Jaime Nelson Wright (Curitiba, July 12, 1927 - Vitória, May 29, 1999) was a Brazilian presbyterian pastor and human rights activist.

== Biography ==
Son of American presbyterian missionaries, Jaime Wright graduated from the University of Arkansas and post-graduated in the University of Pennsylvania, exercising the post of Minister of the Interior in the State of Bahia, standing out in Caetité, at the end of the 1960s and the start of the 1970s. There, he excelled in his post by denouncing embezzlement that occurred inside departments of the state's government. This posture started the first persecution against him, persecution made by a regime that didn't tolerate its ill-doings being exposed. In 1968, Wright made the Caetité's masonic store approve a declaration that condemned human rights' transgressions.

In 1973, his brother, Paulo Wright, impeached state deputy for Santa Catarina and left-wing activist, went missing inside the dictatorship basement. Jaime then started a fight that made him collect a vast collection of documents about torture and murder practiced by the Estate.
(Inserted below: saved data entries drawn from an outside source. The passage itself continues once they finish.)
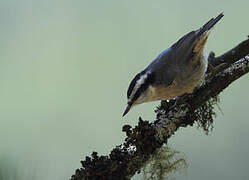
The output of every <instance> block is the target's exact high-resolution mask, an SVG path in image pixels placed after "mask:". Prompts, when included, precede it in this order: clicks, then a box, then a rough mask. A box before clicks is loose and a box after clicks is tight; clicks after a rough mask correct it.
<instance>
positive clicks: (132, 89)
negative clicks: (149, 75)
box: [127, 71, 145, 99]
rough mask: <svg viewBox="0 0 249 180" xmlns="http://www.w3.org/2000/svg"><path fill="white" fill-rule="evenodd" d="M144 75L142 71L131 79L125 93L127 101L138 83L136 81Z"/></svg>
mask: <svg viewBox="0 0 249 180" xmlns="http://www.w3.org/2000/svg"><path fill="white" fill-rule="evenodd" d="M144 74H145V71H142V72H140V73H138V74H137V75H136V76H135V77H134V78H133V79H132V81H131V83H130V86H129V88H128V91H127V98H128V99H129V98H130V96H131V93H132V90H133V89H134V87H135V85H136V83H137V81H138V80H139V79H140V77H141V76H142V75H144Z"/></svg>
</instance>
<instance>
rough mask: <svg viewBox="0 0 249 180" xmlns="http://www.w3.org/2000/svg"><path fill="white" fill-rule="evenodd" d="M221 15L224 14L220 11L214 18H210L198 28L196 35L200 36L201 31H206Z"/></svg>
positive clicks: (222, 16) (200, 33) (215, 23)
mask: <svg viewBox="0 0 249 180" xmlns="http://www.w3.org/2000/svg"><path fill="white" fill-rule="evenodd" d="M223 16H224V15H223V12H222V13H220V14H219V15H218V16H217V17H216V18H212V19H210V20H209V21H208V22H207V23H206V24H204V25H203V26H202V27H201V28H200V29H199V32H198V35H199V36H201V35H202V34H203V33H205V32H206V31H208V30H210V29H211V28H212V27H213V26H214V25H215V24H216V23H217V22H218V21H219V20H220V19H221V18H222V17H223ZM198 35H197V36H198Z"/></svg>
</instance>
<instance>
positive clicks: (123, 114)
mask: <svg viewBox="0 0 249 180" xmlns="http://www.w3.org/2000/svg"><path fill="white" fill-rule="evenodd" d="M130 109H131V104H128V105H127V107H126V109H125V111H124V114H123V116H122V117H124V116H125V115H126V114H127V113H128V112H129V111H130Z"/></svg>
Secretly, he united with São Paulo's archbishop and cardinal Dom Paulo Evaristo Arns and the rabbi Henry Sobel, ending in the publishing of the book Brasil: Nunca Mais in 1985 – a landmark of human rights' history in the country, in which torture and the torturers are exposed based on the extensive material compiled by Jaime.

In this occasion, around 1974, Jaime Wright was one of the first to rebel against the posture of reverend Boanerges Ribeiro that, with impositional attitude, lent support of Presbyterian entities to the military regime. The activist participated in the foundation of a dissident entity that separated themselves from the Brazilian Presbyterian Church, the FENIP, nucleus that generated the present day United Presbyterian Church of Brazil.

More than 700 legal proceedings were consulted, with 1,800 cases of people being tortured and 125 missed during the dark period between the years 1964 and 1979. He triggered the encounter between Dom Paulo and Jimmy Carter, where a list of missing politicians in the dictatorial regime was given.

His name figures in the list of Brazilians that most contributed to the repudiation of torture in the country, in the name of citizenship and the fundamental rights of men. He wrote the movie "O Punhal" (Portuguese for "The Dagger") in 1959, produced in Itacira, municipality of Wagner (Bahia), by reverend Ricardo William Waddel.